In his Epilogue, Korda explains that he wrote this book because, from time to time, “it is necessary to remind Americans about Grant, first of all because his is a kind of real-life Horatio Alger story, exactly the one that foreigners have always wanted to believe about American life…and that Americans want to believe about themselves.” Yes, his presidency was severely flawed but as a general, Grant “defined for all time the American way of winning a war”: It must have an essentially moral base to earn and sustain the full support of the American people, it must take full advantage of its great industrial strength and depth of manpower, and it must apply aggressively – without hesitation — all of its resources to achieve the ultimate military objective, total victory.
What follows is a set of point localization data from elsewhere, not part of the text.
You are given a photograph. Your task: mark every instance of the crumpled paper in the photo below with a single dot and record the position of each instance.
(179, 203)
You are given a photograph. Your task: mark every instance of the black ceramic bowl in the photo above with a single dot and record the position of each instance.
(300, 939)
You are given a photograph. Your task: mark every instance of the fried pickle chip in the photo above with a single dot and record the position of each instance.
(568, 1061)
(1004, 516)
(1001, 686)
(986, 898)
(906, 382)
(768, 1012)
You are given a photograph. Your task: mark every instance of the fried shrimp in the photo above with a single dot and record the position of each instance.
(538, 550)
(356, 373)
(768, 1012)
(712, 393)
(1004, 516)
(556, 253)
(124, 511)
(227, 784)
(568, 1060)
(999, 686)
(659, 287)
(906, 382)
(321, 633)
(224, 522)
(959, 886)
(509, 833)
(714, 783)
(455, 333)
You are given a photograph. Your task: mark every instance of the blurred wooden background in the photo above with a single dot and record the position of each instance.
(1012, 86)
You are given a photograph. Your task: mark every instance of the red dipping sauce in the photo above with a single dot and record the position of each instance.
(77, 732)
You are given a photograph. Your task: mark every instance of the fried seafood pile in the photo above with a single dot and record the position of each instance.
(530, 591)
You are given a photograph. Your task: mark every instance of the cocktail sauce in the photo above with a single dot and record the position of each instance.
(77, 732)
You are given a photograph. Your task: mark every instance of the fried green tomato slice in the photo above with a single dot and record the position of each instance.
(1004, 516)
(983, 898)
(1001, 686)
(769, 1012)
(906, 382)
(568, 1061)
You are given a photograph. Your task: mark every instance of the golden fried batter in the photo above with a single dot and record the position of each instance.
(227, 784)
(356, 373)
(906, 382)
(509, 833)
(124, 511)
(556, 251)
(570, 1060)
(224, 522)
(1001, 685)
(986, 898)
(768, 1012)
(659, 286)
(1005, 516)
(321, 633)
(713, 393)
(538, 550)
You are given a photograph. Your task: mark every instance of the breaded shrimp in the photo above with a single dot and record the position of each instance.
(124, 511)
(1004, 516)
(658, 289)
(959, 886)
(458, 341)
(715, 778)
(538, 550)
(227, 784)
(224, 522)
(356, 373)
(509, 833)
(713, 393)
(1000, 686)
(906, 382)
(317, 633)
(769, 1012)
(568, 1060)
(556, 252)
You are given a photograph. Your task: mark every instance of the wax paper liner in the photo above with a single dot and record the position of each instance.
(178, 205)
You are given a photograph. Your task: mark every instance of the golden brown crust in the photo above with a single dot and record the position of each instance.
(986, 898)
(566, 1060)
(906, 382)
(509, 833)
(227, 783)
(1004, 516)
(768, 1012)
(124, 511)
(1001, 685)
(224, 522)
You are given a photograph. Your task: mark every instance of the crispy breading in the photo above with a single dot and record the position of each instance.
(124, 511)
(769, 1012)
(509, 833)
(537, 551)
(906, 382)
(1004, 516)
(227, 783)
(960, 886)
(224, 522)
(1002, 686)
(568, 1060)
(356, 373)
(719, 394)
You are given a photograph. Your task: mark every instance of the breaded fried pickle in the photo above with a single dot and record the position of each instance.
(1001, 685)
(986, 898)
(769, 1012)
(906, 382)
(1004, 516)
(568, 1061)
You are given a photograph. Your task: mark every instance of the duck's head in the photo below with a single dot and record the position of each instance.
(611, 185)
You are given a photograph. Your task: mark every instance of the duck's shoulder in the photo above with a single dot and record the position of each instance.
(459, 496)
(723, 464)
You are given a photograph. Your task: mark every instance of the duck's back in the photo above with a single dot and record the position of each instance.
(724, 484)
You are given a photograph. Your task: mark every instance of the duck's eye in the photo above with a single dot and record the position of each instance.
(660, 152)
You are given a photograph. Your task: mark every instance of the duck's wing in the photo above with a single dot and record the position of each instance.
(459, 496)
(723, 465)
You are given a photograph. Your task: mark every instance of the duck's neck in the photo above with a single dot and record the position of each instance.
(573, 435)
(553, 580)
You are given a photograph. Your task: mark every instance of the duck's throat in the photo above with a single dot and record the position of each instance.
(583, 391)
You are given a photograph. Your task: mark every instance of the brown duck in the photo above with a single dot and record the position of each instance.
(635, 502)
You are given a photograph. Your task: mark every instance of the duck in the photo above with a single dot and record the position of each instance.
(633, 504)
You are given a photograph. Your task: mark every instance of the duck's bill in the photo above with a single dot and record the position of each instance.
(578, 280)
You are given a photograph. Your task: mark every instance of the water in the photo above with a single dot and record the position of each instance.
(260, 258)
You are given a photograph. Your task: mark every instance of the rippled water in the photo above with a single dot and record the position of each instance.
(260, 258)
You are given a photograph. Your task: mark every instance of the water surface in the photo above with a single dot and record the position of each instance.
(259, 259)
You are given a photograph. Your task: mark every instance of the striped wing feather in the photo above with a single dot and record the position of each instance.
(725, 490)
However, Korda suggests that any politician contemplating the use of military force should first consider lessons which Grant learned from failed Reconstruction initiatives in the South: “armies of occupation are no substitute for political thought, and that generals are not be necessarily the right people to institute basic political reforms or to reconstruct society.”
It remains for others much better qualified than I am to comment on the relevance of that statement to America’s current military involvement in various parts of the world. However, I greatly appreciate Korda’s attempt to provide a balanced view of Grant in terms of his character, talents, and values…all of which served him so well on the battlefield but which proved insufficient to the political challenges that he encountered later as the 18th president of the United States.